I've always used only distilled water, and I only service it myself. I always have it on-hand, so that's not an issue. I would imagine that a dealer won't always have it on hand -- or least maintaining that inventory would be more difficult than me checking my cabinet and seeing if I had any or not.

So I totally understand why a dealer would use tap water. And that's why I service my cooling system myself. The water available to any given person in the country is highly variable. Some folks have private wells. Some folks have very good municipal water. Some folks have a local community well system (like me). It's always best to give a consistent recommendation -- and distilled water is a consistent recommendation. It's readily available to everyone and is cheap.

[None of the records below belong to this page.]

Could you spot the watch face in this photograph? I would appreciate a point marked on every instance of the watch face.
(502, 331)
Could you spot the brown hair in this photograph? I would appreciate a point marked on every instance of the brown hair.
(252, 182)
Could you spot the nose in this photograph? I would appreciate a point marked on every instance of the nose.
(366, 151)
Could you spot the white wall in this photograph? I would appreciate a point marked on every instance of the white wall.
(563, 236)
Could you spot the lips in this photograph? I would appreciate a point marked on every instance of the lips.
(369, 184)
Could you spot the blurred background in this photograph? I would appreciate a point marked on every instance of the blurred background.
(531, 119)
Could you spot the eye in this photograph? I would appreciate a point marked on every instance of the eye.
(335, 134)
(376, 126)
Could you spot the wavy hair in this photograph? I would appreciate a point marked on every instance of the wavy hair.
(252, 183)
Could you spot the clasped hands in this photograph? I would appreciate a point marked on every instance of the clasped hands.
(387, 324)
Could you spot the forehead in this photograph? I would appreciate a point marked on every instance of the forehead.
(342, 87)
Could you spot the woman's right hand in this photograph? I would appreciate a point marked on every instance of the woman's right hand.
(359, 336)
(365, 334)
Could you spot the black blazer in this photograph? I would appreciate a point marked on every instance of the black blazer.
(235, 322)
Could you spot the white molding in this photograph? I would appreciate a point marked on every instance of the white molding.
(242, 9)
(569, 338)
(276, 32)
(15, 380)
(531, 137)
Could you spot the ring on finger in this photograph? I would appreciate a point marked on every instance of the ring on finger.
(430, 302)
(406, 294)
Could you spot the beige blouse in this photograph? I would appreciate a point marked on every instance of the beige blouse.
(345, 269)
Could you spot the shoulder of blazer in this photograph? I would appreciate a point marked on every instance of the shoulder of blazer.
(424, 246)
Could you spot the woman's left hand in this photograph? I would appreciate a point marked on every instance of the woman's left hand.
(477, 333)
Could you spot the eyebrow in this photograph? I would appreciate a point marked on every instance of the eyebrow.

I actually don't keep separate jugs of water/coolant. I pre-mix in my garage. When I buy a gallon of coolant, I also buy a gallon of distilled water, and use a 3rd jug I have on-hand for the task to get exactly 50/50. So I end up with two gallons of 50/50 that I know is mixed properly, and is available all the time, for drains, for top-offs, whatever.

clarkz71
08-19-07, 11:54 AM
I do the same thing.

JimHare
08-19-07, 12:13 PM
There are so many variables to take in to effect when you (or a dealer) use tap water for coolant mix - you may never know whats in the tap water that COULD be harmful - I know I'd never use the crap coming out of my tap here for coolant - it's so full of rust, sediment and other junk it turns the house siding orange if it gets sprayed on it. We have two filters, a conditioner and reverse osmosis and it's still crappy. I only drink it mixed with coffee grounds and passed through a filter.. :)

With distilled water from the local grocery store, at about .60 cents a gallon, what's the big deal? If you're not prepared to be SURE of what's going into your radiator, especially with an aluminum engined car, you run some risks.

Hell, I don't even like WASHING my cars with the hose, much less putting it IN the car.